New Capacity May be Softening Rents | Mount Kisco NY Real Estate

Soaring capacity may be starting to slow the tide of rent increases that have spurred real estate investment and the greatest multifamily construction boom in seven years and record numbers of single family rentals.

The Multifamily Production Index (MPI), released by the National Association of Home Builders (NAHB) last week, improved for the eighth consecutive quarter with an index level of 54. It is the highest reading since the second quarter of 2005.  The MPI, which measures builder and developer sentiment about current conditions in the apartment and condominium market on a scale of 0 to 100, rose from 51 in the first quarter to 54 in the second quarter.

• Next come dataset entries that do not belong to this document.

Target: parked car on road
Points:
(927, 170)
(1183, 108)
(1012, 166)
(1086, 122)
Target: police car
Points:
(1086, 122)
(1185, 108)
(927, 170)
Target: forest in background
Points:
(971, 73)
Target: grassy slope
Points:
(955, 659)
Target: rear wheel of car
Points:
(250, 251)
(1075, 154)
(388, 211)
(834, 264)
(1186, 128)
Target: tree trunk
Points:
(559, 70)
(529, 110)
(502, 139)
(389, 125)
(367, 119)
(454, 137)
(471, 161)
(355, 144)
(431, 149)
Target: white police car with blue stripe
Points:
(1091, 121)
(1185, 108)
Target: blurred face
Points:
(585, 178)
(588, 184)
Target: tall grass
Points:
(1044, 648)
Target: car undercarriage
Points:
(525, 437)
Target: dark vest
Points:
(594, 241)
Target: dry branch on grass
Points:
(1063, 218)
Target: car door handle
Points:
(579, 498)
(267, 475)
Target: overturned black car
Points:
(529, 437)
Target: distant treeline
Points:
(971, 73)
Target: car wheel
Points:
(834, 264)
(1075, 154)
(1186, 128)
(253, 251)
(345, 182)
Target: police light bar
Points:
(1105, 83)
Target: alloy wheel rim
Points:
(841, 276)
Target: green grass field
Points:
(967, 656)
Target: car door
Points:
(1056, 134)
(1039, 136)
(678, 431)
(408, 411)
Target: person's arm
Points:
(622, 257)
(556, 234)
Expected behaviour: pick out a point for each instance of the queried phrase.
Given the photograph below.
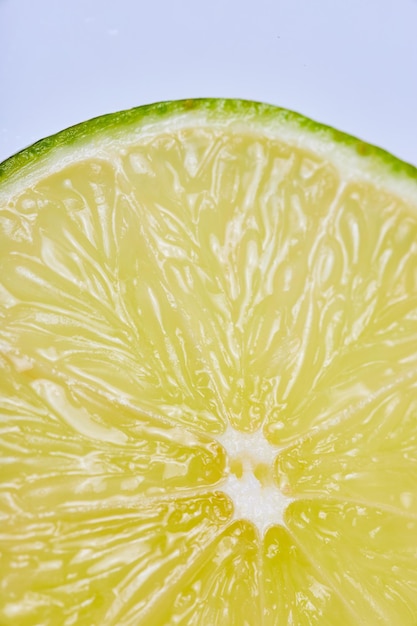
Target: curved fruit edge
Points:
(371, 161)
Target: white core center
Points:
(250, 484)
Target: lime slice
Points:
(208, 387)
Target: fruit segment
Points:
(208, 389)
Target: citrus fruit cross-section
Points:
(208, 374)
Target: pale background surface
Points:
(349, 63)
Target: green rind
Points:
(215, 109)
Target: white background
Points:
(348, 63)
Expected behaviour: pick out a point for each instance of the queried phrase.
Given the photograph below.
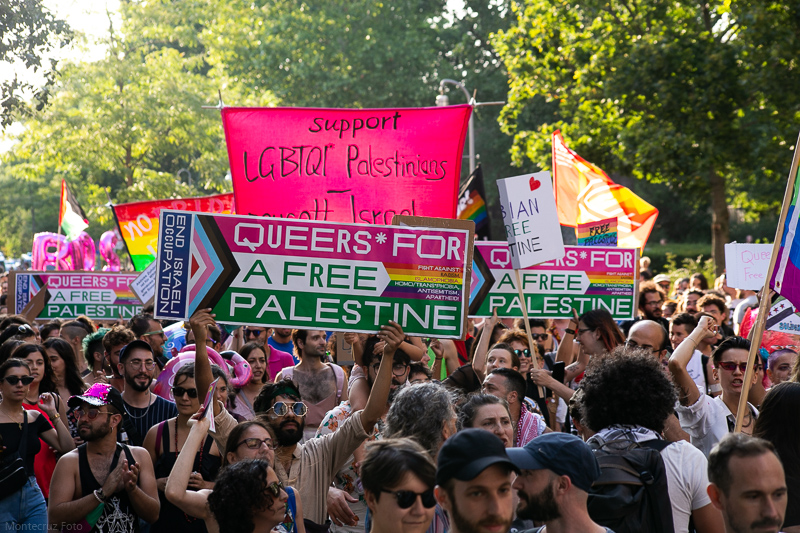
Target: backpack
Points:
(631, 495)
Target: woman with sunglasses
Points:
(165, 440)
(707, 419)
(23, 507)
(247, 441)
(398, 477)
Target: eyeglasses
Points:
(275, 488)
(254, 443)
(730, 366)
(137, 363)
(178, 392)
(407, 498)
(14, 380)
(91, 413)
(282, 408)
(634, 345)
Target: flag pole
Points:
(531, 346)
(764, 303)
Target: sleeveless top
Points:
(118, 515)
(171, 519)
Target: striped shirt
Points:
(143, 418)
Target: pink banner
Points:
(346, 165)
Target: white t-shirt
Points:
(695, 370)
(687, 480)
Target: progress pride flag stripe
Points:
(346, 165)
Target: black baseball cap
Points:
(468, 453)
(562, 453)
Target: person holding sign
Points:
(707, 420)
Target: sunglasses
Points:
(407, 498)
(730, 366)
(282, 408)
(178, 392)
(13, 380)
(255, 443)
(275, 488)
(90, 413)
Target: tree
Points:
(670, 92)
(28, 34)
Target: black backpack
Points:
(631, 495)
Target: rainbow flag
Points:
(471, 204)
(786, 276)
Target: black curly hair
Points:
(626, 387)
(240, 491)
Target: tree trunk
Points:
(720, 222)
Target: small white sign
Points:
(529, 214)
(144, 287)
(746, 265)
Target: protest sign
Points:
(599, 233)
(585, 278)
(746, 265)
(530, 219)
(144, 286)
(138, 222)
(346, 165)
(312, 274)
(98, 295)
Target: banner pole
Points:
(764, 303)
(531, 346)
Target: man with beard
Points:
(311, 466)
(557, 471)
(143, 408)
(346, 504)
(473, 482)
(322, 385)
(747, 484)
(107, 485)
(113, 343)
(650, 300)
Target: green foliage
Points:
(28, 33)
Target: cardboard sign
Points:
(530, 218)
(311, 274)
(138, 222)
(585, 278)
(98, 295)
(144, 286)
(600, 233)
(346, 165)
(747, 264)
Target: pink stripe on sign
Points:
(386, 244)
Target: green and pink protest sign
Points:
(311, 274)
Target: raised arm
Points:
(193, 503)
(202, 366)
(689, 394)
(482, 351)
(379, 395)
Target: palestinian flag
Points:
(71, 217)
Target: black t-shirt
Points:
(12, 435)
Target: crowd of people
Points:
(586, 425)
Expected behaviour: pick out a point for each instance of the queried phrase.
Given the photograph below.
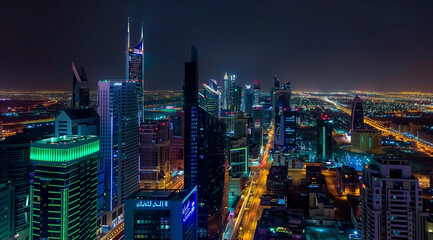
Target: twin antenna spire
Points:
(129, 34)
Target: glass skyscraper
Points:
(135, 68)
(118, 170)
(63, 196)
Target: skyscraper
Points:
(237, 99)
(285, 119)
(118, 171)
(204, 156)
(391, 201)
(257, 92)
(63, 197)
(80, 88)
(162, 214)
(226, 93)
(232, 92)
(212, 100)
(248, 100)
(177, 138)
(148, 155)
(357, 114)
(135, 68)
(324, 138)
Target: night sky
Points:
(316, 45)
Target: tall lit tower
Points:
(226, 92)
(212, 100)
(257, 92)
(64, 192)
(232, 92)
(118, 171)
(135, 68)
(357, 114)
(284, 119)
(324, 137)
(80, 88)
(204, 158)
(391, 201)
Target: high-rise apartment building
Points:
(257, 92)
(80, 88)
(324, 137)
(177, 138)
(148, 155)
(135, 68)
(248, 100)
(391, 201)
(212, 100)
(205, 150)
(226, 93)
(357, 116)
(118, 170)
(162, 214)
(63, 196)
(15, 173)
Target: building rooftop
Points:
(75, 114)
(161, 194)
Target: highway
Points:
(117, 233)
(422, 147)
(247, 219)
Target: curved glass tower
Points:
(357, 114)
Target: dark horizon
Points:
(321, 46)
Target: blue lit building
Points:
(161, 214)
(135, 68)
(119, 168)
(204, 156)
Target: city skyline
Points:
(331, 46)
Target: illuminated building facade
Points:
(256, 92)
(63, 196)
(391, 201)
(177, 138)
(148, 155)
(77, 122)
(248, 100)
(284, 119)
(348, 181)
(118, 172)
(15, 172)
(80, 88)
(357, 116)
(212, 100)
(237, 99)
(135, 68)
(205, 149)
(324, 137)
(256, 130)
(366, 141)
(162, 214)
(226, 93)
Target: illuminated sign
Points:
(187, 210)
(151, 204)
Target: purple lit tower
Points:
(135, 68)
(119, 148)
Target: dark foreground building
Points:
(204, 156)
(161, 214)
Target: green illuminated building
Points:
(64, 192)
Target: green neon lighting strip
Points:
(64, 227)
(63, 155)
(31, 210)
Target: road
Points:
(422, 147)
(247, 219)
(117, 233)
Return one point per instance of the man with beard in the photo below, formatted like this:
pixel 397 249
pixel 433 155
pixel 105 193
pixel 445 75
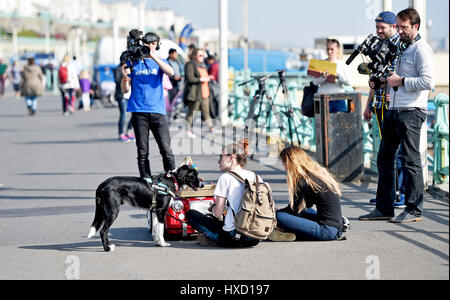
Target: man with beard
pixel 410 85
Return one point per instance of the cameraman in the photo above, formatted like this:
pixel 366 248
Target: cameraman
pixel 378 102
pixel 379 99
pixel 410 86
pixel 147 104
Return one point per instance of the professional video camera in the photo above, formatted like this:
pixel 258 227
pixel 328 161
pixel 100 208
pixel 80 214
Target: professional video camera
pixel 135 50
pixel 382 54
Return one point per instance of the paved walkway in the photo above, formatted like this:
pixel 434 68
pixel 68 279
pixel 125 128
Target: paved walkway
pixel 50 166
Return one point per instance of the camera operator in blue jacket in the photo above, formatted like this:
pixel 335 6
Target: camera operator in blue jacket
pixel 145 78
pixel 410 86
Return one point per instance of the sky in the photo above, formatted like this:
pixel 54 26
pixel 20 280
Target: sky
pixel 295 23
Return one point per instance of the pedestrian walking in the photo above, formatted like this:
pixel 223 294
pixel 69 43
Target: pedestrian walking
pixel 3 76
pixel 85 87
pixel 31 85
pixel 197 93
pixel 68 85
pixel 410 86
pixel 16 76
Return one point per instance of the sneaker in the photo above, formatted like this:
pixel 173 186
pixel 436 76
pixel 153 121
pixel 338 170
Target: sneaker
pixel 346 225
pixel 405 217
pixel 281 236
pixel 375 215
pixel 206 241
pixel 191 135
pixel 131 137
pixel 124 138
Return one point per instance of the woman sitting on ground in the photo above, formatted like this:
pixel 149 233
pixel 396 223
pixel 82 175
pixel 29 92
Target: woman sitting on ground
pixel 309 184
pixel 229 191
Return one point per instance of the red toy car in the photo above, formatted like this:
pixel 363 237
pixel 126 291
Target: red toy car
pixel 175 222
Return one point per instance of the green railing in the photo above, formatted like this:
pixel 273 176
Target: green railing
pixel 241 97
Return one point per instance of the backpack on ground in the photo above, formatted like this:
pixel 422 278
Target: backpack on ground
pixel 308 100
pixel 63 74
pixel 256 216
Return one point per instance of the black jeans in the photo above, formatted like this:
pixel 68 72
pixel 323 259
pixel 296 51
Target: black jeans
pixel 122 104
pixel 401 128
pixel 142 124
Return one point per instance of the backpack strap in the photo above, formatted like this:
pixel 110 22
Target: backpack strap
pixel 237 176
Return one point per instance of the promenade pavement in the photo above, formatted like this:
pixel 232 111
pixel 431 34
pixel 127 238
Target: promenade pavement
pixel 51 165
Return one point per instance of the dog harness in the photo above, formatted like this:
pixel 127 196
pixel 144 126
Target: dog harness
pixel 161 189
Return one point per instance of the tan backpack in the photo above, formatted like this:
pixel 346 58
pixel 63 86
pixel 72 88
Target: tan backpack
pixel 256 215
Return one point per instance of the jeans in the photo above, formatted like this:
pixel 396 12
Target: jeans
pixel 31 102
pixel 401 128
pixel 68 99
pixel 123 115
pixel 142 124
pixel 338 105
pixel 213 229
pixel 401 186
pixel 306 227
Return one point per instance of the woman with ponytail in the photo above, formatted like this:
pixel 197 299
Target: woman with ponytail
pixel 309 184
pixel 228 192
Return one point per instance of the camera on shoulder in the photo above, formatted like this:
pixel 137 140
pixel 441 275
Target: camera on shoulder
pixel 382 54
pixel 136 50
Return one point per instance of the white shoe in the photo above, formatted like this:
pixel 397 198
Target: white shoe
pixel 281 236
pixel 191 135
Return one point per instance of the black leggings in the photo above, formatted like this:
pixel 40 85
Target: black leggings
pixel 142 124
pixel 213 229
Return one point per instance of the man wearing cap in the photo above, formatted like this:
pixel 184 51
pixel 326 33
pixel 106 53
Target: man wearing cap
pixel 410 86
pixel 147 104
pixel 378 101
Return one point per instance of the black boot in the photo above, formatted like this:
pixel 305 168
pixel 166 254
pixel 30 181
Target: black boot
pixel 144 168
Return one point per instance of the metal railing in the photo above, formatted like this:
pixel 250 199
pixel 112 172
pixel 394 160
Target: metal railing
pixel 241 97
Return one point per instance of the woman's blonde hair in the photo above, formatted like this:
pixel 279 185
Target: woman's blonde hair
pixel 300 166
pixel 239 150
pixel 335 41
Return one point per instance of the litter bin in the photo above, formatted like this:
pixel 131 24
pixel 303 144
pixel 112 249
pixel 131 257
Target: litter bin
pixel 339 141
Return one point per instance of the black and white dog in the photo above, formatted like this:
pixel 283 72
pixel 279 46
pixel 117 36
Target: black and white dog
pixel 138 192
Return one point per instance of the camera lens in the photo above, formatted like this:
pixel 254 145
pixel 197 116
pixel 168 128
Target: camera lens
pixel 145 51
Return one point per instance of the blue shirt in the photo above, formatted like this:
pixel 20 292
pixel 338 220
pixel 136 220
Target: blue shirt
pixel 147 94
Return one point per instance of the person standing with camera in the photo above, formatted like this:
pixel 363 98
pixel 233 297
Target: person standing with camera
pixel 144 77
pixel 378 101
pixel 410 86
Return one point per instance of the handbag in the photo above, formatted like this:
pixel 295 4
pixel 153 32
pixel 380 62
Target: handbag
pixel 308 100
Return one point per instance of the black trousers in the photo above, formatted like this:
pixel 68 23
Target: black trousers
pixel 143 123
pixel 401 128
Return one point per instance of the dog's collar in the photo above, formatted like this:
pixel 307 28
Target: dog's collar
pixel 175 182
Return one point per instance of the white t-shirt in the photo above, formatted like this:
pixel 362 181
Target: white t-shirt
pixel 232 189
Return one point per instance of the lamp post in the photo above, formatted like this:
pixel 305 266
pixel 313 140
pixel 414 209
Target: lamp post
pixel 223 73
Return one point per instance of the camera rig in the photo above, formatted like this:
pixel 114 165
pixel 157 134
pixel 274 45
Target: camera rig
pixel 382 54
pixel 135 48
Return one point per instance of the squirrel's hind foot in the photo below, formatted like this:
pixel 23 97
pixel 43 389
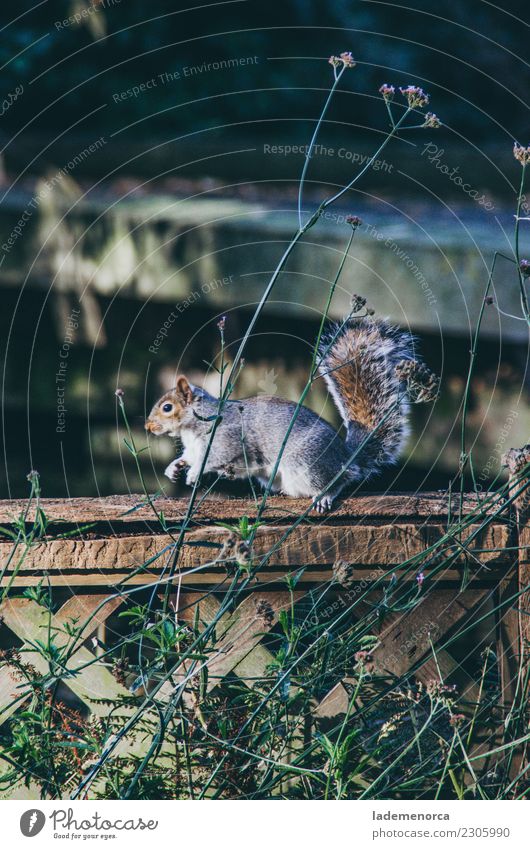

Millions of small real estate investors, encouraged by rising rents, have contributed to the nation’s rental capacity by buying distress sales and converting them to single family rentals.  The National Association of Realtors reports investors purchased some 1.23 million properties last year, more than a quarter of all homes that were sold in 2011.

“The strength of the MPI suggests that multifamily production is likely to increase somewhat going forward,” said NAHB Chief Economist David Crowe. “Multifamily production has already recovered substantially from a historic low of about 110,000 starts a year in 2009 and 2010 to the current annual rate of a little over 200,000. However, prior to the downturn multifamily starts remained about 300,000 per year for 12 consecutive years, so there is room for further improvement before apartment and condo production return to normal, sustainable levels.”

However, the latest data suggests that in some leasing markets the bloom may be off the boom in rising rents.

Nationally, rents rose 4.7 percent in August from a year ago, which, while still a gain, is down from the 5.8 percent annual increase in May – making it the slowest rise since March, according to Trulia.com. Some markets, however, are still hot, with rents up around 10 percent year over year. These include Houston and Seattle, Denver and San Francisco.

“Rents had been on fire earlier this year, but some of the hottest rental markets are starting to cool,” said Jed Kolko, Trulia’s chief economist, told Diana Olick of CNBC. “New construction that started last year is finally coming onto the market, giving renters more choices and some relief from rising rents. Still, rents are climbing in nearly all of the major rental markets.”